The NCDC boss said the Centre has provided offsite/onsite technical support to states and follows up for daily reporting and progress with response activities. They continue sub-national level training of laboratory scientists on sample collection and analysis, and community mobilizers on cholera key messages. Capacity building has also been supported for LGA disease surveillance and notification officers across the country.

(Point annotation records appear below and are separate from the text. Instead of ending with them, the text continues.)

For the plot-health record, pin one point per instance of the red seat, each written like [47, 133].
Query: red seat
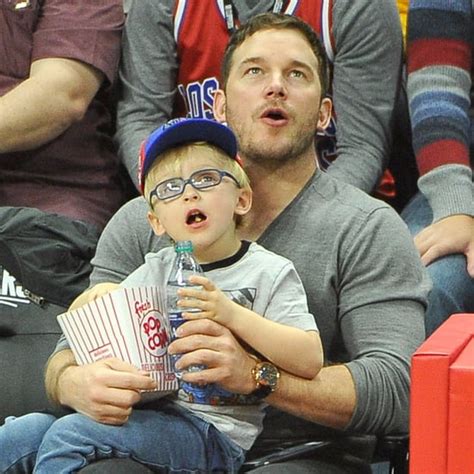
[442, 400]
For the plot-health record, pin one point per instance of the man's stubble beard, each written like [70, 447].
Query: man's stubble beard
[260, 152]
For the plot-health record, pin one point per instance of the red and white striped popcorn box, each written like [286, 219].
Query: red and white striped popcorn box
[129, 324]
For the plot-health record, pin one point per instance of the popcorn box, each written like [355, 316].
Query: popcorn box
[129, 324]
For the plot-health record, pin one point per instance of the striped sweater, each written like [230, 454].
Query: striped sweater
[439, 60]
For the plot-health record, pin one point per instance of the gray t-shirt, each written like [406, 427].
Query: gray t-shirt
[259, 280]
[363, 279]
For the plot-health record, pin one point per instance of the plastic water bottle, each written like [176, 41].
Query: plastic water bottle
[185, 265]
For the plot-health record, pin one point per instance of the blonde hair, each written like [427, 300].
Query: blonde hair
[172, 159]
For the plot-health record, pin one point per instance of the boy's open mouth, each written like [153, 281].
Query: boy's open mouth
[195, 217]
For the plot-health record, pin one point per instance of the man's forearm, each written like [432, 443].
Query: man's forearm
[329, 399]
[39, 109]
[57, 365]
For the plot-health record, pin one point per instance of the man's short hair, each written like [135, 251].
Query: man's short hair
[277, 21]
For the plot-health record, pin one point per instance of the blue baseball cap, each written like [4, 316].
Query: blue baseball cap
[180, 131]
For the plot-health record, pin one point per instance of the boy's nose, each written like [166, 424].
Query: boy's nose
[189, 193]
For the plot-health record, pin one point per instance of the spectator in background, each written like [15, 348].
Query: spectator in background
[57, 62]
[441, 215]
[172, 51]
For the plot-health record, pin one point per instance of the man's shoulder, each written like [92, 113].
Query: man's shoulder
[266, 256]
[344, 199]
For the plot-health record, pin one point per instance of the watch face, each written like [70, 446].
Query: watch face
[268, 375]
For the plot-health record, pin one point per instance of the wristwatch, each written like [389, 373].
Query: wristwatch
[266, 377]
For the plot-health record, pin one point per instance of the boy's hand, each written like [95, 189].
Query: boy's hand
[105, 390]
[212, 302]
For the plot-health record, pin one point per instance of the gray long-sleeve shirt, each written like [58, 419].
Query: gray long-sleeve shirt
[363, 278]
[366, 74]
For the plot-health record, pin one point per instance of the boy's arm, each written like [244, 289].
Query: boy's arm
[292, 349]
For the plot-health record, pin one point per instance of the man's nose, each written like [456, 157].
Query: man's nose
[276, 87]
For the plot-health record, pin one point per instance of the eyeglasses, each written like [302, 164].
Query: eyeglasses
[201, 179]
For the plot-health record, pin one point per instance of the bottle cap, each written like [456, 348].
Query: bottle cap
[183, 246]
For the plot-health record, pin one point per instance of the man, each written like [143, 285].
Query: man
[172, 51]
[57, 62]
[60, 178]
[368, 296]
[364, 281]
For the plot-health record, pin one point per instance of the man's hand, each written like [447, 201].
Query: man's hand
[105, 390]
[203, 341]
[453, 234]
[212, 302]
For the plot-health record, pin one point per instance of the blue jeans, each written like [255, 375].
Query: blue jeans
[453, 288]
[19, 441]
[170, 439]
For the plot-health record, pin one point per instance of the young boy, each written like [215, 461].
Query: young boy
[197, 190]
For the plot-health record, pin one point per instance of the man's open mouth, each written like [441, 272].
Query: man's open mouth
[275, 114]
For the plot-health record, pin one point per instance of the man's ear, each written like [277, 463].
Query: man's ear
[219, 105]
[244, 202]
[155, 223]
[324, 113]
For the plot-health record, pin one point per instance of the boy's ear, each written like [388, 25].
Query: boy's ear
[155, 223]
[324, 113]
[219, 105]
[244, 202]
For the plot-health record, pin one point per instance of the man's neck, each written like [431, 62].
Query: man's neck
[273, 190]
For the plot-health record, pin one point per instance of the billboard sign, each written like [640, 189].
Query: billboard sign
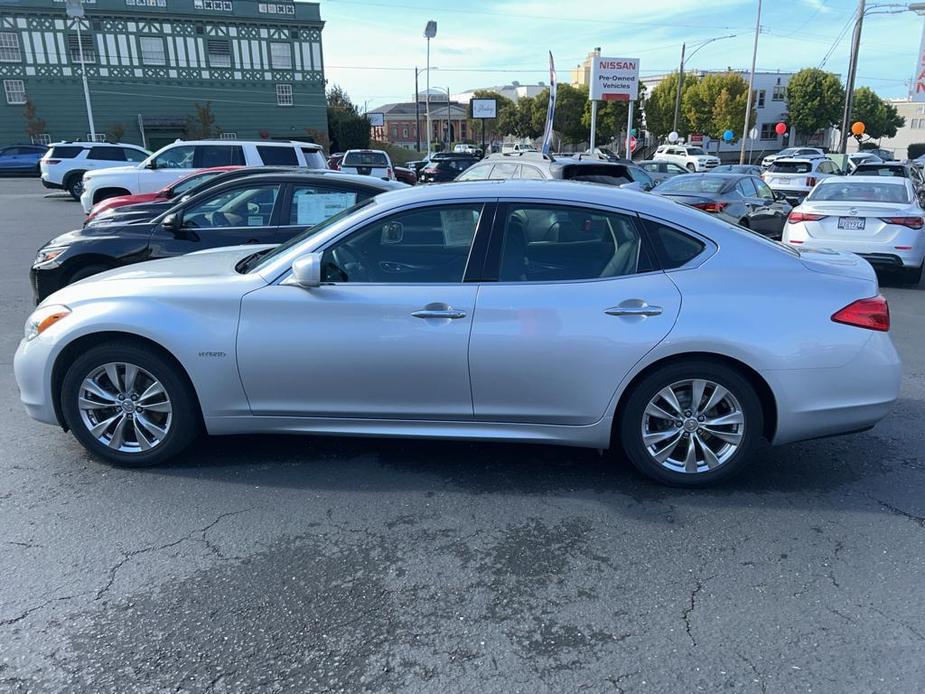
[614, 79]
[484, 108]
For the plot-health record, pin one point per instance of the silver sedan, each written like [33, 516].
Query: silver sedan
[551, 312]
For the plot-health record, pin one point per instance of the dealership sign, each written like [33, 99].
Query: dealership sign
[614, 79]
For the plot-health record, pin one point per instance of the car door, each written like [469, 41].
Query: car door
[385, 336]
[577, 303]
[242, 214]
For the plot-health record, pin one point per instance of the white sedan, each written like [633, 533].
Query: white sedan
[879, 218]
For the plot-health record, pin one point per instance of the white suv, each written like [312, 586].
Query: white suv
[183, 157]
[690, 157]
[65, 163]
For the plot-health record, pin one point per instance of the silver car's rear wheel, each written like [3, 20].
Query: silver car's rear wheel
[124, 407]
[693, 426]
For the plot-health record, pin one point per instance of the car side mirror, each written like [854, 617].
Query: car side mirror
[306, 271]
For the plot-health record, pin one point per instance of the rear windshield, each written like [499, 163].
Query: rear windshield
[377, 159]
[64, 152]
[791, 167]
[690, 183]
[857, 191]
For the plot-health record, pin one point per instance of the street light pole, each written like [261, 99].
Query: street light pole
[751, 83]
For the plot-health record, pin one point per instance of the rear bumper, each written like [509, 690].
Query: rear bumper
[813, 403]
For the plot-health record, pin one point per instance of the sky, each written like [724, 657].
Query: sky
[372, 47]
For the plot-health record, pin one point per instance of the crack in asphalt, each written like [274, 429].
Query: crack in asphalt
[131, 554]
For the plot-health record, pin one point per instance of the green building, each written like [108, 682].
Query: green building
[152, 65]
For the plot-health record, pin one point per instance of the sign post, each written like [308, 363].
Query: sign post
[614, 79]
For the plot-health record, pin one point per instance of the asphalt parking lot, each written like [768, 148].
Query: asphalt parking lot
[346, 565]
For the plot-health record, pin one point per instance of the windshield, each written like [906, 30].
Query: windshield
[259, 260]
[857, 191]
[693, 184]
[377, 159]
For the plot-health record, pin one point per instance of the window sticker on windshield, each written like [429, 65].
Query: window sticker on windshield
[314, 208]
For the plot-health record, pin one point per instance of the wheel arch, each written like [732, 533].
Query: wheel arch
[78, 346]
[762, 389]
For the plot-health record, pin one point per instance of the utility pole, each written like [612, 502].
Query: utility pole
[751, 82]
[677, 96]
[849, 86]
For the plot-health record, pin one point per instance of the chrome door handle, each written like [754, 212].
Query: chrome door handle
[634, 311]
[450, 313]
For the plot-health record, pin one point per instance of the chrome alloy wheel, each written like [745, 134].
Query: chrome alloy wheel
[693, 426]
[124, 407]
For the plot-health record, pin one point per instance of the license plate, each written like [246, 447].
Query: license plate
[851, 223]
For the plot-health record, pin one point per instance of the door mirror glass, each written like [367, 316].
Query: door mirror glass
[306, 271]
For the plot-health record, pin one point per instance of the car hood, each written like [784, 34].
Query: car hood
[189, 275]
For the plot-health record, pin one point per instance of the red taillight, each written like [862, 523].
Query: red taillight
[911, 222]
[795, 217]
[710, 206]
[872, 313]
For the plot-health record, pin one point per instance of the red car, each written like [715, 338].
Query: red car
[176, 188]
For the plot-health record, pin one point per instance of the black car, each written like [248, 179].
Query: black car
[262, 208]
[737, 198]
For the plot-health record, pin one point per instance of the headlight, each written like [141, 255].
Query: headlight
[43, 318]
[48, 257]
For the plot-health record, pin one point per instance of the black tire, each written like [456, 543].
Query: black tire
[630, 427]
[74, 184]
[184, 425]
[86, 271]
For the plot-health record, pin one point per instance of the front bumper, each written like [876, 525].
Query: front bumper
[812, 403]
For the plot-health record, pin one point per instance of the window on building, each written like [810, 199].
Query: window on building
[9, 48]
[153, 50]
[219, 52]
[284, 95]
[281, 56]
[73, 48]
[15, 91]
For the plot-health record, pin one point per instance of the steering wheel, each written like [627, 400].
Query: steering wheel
[350, 264]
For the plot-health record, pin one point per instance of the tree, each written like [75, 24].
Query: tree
[35, 126]
[492, 125]
[815, 100]
[717, 103]
[347, 129]
[659, 106]
[201, 126]
[880, 118]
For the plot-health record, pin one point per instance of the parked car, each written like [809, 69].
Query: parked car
[879, 218]
[687, 156]
[65, 163]
[661, 170]
[183, 157]
[146, 211]
[168, 193]
[520, 310]
[536, 166]
[258, 209]
[368, 162]
[21, 159]
[790, 153]
[796, 177]
[747, 169]
[737, 198]
[446, 168]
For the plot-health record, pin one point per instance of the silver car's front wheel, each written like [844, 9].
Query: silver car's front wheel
[124, 407]
[693, 426]
[691, 423]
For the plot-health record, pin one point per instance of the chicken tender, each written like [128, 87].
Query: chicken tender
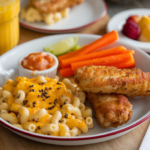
[111, 110]
[107, 80]
[51, 6]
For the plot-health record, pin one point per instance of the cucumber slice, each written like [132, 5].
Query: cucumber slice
[63, 46]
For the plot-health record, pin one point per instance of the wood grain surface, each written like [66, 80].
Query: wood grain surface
[129, 141]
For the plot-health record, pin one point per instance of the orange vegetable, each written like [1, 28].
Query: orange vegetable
[101, 42]
[66, 72]
[104, 61]
[117, 50]
[68, 55]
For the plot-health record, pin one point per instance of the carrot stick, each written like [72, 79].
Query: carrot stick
[104, 61]
[66, 72]
[123, 52]
[101, 42]
[117, 50]
[68, 55]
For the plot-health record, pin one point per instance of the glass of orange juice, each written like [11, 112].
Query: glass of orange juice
[9, 24]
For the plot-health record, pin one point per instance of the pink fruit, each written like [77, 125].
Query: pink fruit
[131, 30]
[134, 18]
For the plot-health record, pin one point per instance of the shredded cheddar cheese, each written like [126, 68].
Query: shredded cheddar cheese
[45, 97]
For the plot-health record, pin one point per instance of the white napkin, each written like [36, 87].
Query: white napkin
[146, 141]
[5, 74]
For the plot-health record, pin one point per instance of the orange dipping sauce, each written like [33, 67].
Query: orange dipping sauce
[38, 61]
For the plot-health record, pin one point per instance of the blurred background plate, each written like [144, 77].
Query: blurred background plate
[81, 16]
[117, 22]
[141, 105]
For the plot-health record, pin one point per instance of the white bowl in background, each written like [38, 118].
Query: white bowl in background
[51, 72]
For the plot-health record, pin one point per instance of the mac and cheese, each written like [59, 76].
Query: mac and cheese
[45, 106]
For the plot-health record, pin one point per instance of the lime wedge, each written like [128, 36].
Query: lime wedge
[63, 46]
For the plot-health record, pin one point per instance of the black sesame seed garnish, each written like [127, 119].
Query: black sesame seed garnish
[25, 101]
[66, 115]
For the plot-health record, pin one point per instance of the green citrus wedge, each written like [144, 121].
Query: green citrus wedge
[63, 46]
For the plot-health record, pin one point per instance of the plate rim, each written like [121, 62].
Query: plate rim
[142, 45]
[89, 137]
[35, 135]
[66, 30]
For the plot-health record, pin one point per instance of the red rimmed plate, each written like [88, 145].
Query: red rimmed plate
[80, 17]
[141, 105]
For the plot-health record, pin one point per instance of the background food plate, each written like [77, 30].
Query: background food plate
[81, 16]
[141, 105]
[117, 22]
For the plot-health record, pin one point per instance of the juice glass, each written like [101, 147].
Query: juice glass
[9, 24]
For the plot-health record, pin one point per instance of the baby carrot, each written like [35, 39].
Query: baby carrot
[113, 51]
[104, 61]
[106, 39]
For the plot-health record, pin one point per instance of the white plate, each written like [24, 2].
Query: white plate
[141, 105]
[117, 22]
[81, 16]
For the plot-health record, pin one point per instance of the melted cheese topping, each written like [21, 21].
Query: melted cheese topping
[42, 95]
[37, 95]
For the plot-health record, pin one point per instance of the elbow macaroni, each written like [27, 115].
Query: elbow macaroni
[43, 105]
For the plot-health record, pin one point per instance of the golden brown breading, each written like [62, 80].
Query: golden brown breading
[48, 6]
[102, 79]
[111, 110]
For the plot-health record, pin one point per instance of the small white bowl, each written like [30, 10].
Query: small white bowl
[51, 72]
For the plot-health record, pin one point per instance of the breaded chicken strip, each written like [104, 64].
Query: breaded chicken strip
[50, 6]
[111, 110]
[102, 79]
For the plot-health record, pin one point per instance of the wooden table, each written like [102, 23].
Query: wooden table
[130, 141]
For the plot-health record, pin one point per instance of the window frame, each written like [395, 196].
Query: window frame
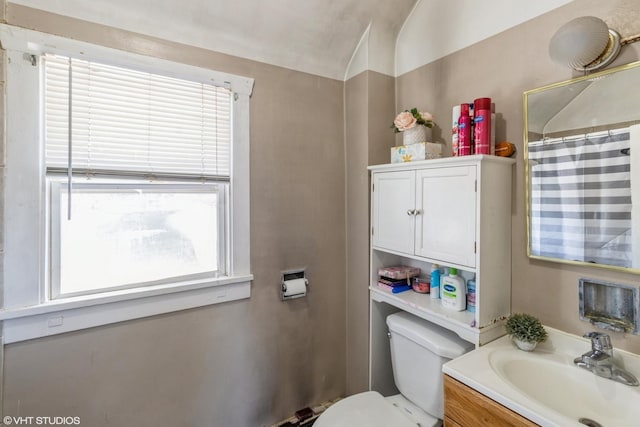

According to him, the NCDC has supported capacity building for LGA risk communication, community engagement, and health promotion officers nationwide. They have provided public health advisories and engaged regularly with the media to sensitise the general public on the need to take responsibility and play their part in breaking the transmission chain of this outbreak.
He said, “It is pertinent to acknowledge and highlight the strong political will to control the outbreak as demonstrated by Mr President’s constitution of an inter ministerial cabinet committee (including ministers of health, environment, water resources and sanitation, education, information and national orientation youth, aviation, women affairs, budget & planning, special duties and intergovernmental affairs, finance), to support the ongoing control effort, especially through specific relevant interventions relating to their ministries and agencies.”